José Vargas veía avanzar la comitiva y se preparaba. El fraile hizo un gesto con la cabeza y una mujer con un tocado de puntillas y una novicia con un cesto de mimbre se le acercaron. La señora se sujetó el tocado para que no se lo llevara el viento, le dijo dios te bendiga y sacó de la cesta un envoltorio. José Vargas dio las gracias y repitió dios la bendiga a usted y a su familia mientras buscaba los ojos de la novicia. Doña Leonor, vaya usted a atender al siguiente, que les alegra usted la cena con esa simpatía suya, ya me quedo yo dándole de comer a este pobre. La mujer sonrió ampliamente, mostrando todos los dientes y todos sus huecos. A cuantos más pobres se arrima una, más se arrima una a dios, dijo. Le dio la bolsa a la novicia Julia Fuentes y corrió dando pequeños saltos hasta ponerse detrás del fraile. José Vargas observó los dedos rechonchos y despellejados de Julia Fuentes desanudando la servilleta. Mientras ella sacaba el huevo y se lo acercaba a la boca, las manos de Vargas, cubiertas por la capa, se ponían en los bultos que las rodillas formaban en el hábito, y al morder el huevo las apretaba. Fuentes separó un poco las piernas y le puso un pedazo de pan en los labios. José Vargas mordisqueaba la corteza mientras se introducía en el hábito y encontraba la tiesa enagua de lienzo y la superaba, y entonces ella le sujetaba el pan en la boca, se sujetaba ella al pan porque José Vargas ya le tanteaba el sexo. Incidió en la firme carne de la vagina con una mano y en los pliegues de la vulva con la otra. Julia Fuentes cogió el segundo huevo y lo alimentó. José Vargas comía despacio y Fuentes se esforzaba por no cerrar los ojos y por no apretarse. El racimo que crecía y se hacía frondoso por las articulaciones de la novicia ardió y un espasmo zarandeó la cruz de madera del pecho, se cayó de rodillas apresando momentáneamente las manos de José Vargas, ya calientes, entre sus piernas. Rezaron dando gracias a nuestro señor Jesucristo por estos alimentos, le tendió ella el chusco de pan que aún quedaba en la servilleta y se marchó con prisa y sonrosada. José Vargas se olía los dedos royendo el mendrugo, y cuanto más aspiraba más frenéticamente mordía.

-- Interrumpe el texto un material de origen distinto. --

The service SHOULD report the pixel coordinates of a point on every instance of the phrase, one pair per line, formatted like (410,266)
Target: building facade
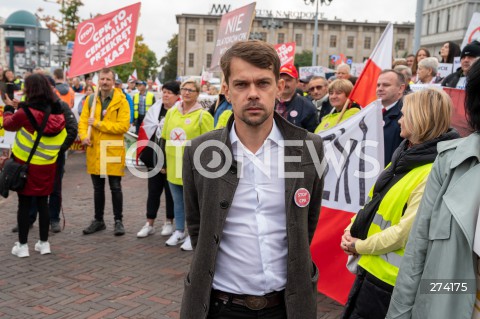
(354,39)
(446,20)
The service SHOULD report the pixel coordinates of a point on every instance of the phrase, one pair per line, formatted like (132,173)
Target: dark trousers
(156,184)
(23,217)
(369,298)
(138,122)
(99,196)
(226,310)
(55,198)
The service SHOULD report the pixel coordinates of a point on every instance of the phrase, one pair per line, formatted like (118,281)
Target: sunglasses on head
(318,88)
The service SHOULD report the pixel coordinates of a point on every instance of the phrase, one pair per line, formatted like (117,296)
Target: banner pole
(92,109)
(343,112)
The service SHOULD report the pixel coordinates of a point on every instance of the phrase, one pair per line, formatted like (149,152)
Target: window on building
(298,39)
(367,44)
(191,34)
(350,41)
(191,58)
(209,60)
(333,41)
(209,35)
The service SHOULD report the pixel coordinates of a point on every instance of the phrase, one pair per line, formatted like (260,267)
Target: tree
(65,30)
(169,61)
(144,61)
(303,59)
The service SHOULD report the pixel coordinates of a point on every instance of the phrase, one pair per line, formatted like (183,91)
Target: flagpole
(343,111)
(92,109)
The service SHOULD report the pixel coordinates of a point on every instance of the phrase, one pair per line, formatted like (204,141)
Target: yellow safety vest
(385,267)
(47,150)
(148,102)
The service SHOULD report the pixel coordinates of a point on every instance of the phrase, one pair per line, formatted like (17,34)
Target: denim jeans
(99,196)
(179,212)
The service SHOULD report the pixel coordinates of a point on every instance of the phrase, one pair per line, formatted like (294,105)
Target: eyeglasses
(318,88)
(188,90)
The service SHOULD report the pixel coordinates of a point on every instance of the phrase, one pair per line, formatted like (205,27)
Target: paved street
(100,275)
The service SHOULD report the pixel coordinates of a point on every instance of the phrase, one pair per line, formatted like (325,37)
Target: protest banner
(444,69)
(234,26)
(309,71)
(105,41)
(357,69)
(354,154)
(473,31)
(286,52)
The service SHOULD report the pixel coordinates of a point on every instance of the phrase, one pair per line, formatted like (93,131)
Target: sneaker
(187,245)
(55,227)
(15,229)
(145,231)
(167,229)
(95,226)
(20,250)
(119,230)
(177,237)
(43,247)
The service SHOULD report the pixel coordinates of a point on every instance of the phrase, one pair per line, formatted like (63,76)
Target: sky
(158,23)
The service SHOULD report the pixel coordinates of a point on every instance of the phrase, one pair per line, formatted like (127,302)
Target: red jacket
(40,177)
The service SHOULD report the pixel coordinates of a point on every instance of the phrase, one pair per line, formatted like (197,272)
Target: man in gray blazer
(252,195)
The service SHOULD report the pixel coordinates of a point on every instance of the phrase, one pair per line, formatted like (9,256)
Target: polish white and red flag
(345,190)
(364,91)
(133,76)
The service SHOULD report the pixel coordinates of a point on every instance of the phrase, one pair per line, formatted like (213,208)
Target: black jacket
(391,130)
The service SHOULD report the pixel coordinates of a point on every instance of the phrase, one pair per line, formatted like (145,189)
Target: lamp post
(315,32)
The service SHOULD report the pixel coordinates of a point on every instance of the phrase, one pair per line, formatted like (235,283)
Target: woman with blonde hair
(379,233)
(184,121)
(338,92)
(439,276)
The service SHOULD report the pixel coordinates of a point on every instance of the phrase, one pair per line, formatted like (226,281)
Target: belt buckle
(255,302)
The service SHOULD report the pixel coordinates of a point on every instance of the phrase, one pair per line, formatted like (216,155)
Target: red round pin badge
(302,197)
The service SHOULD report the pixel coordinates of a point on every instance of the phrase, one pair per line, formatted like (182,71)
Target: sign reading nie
(234,27)
(105,41)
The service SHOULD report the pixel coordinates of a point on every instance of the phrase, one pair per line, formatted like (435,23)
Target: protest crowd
(253,233)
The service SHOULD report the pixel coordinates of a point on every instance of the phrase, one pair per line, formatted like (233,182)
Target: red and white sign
(234,27)
(473,31)
(364,91)
(105,41)
(354,154)
(302,197)
(286,52)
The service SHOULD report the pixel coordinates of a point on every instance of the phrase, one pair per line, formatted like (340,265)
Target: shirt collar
(275,135)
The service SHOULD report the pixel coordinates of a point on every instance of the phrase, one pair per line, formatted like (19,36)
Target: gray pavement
(99,275)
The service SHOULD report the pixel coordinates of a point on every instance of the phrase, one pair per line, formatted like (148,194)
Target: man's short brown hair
(258,53)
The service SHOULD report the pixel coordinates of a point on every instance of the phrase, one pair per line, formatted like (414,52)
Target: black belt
(251,302)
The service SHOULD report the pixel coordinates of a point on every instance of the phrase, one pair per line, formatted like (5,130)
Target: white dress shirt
(252,257)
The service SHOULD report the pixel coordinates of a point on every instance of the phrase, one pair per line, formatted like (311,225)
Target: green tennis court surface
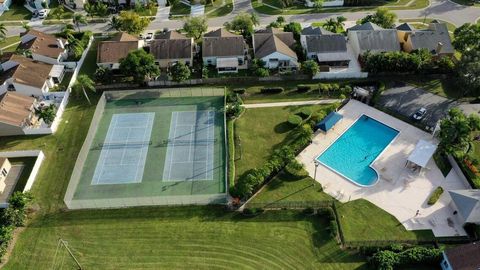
(148,149)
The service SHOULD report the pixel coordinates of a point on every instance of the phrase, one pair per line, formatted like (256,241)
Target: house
(172,47)
(109,53)
(28,77)
(224,50)
(5,167)
(369,37)
(43,47)
(466,204)
(464,257)
(16,113)
(327,48)
(5,5)
(275,48)
(436,39)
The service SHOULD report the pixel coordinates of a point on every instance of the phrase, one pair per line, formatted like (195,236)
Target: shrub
(239,91)
(305,112)
(435,196)
(294,120)
(303,88)
(271,90)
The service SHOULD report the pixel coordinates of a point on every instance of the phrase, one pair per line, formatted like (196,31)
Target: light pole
(316,166)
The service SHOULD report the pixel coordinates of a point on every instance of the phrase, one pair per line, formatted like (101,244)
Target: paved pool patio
(400,191)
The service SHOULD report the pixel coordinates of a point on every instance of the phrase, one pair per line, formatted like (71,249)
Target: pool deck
(400,191)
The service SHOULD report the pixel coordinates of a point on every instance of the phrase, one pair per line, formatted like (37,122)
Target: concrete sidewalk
(292,103)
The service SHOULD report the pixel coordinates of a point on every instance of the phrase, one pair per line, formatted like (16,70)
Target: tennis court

Diego Lasso va ligero por los márgenes de la calle. Estira las solapas de la levita y lleva el sombrero ajustado hasta las orejas. Desde hace una semana se va fijando en los abrigos que llevan los señores bien vestidos e imagina cómo le encargará al sastre el suyo. Se viene recitando la nación española es libre e independiente y no es ni puede ser patrimonio de ninguna familia ni persona. Cuando cree que ya se lo sabe para en seco y lo dice en voz alta, de carrerilla. Si se equivoca chasquea la lengua y empieza de nuevo. Le pasa en libre e independiente, que junta las tres palabras y se traba al decirlo tan rápido, y lo mismo en no es ni puede ser. Tensa las manos y se dice a ver: ¿qué es la nación española? Es libre e independiente. ¿Y qué no es ni puede ser la nación española? No es ni puede ser patrimonio de ninguna familia ni persona. No es ni puede ser, no es ni puede ser, no es ni puede ser, es libre e independiente, in, de, pen, dien, te, sí, pa, tri, mo, nio, no.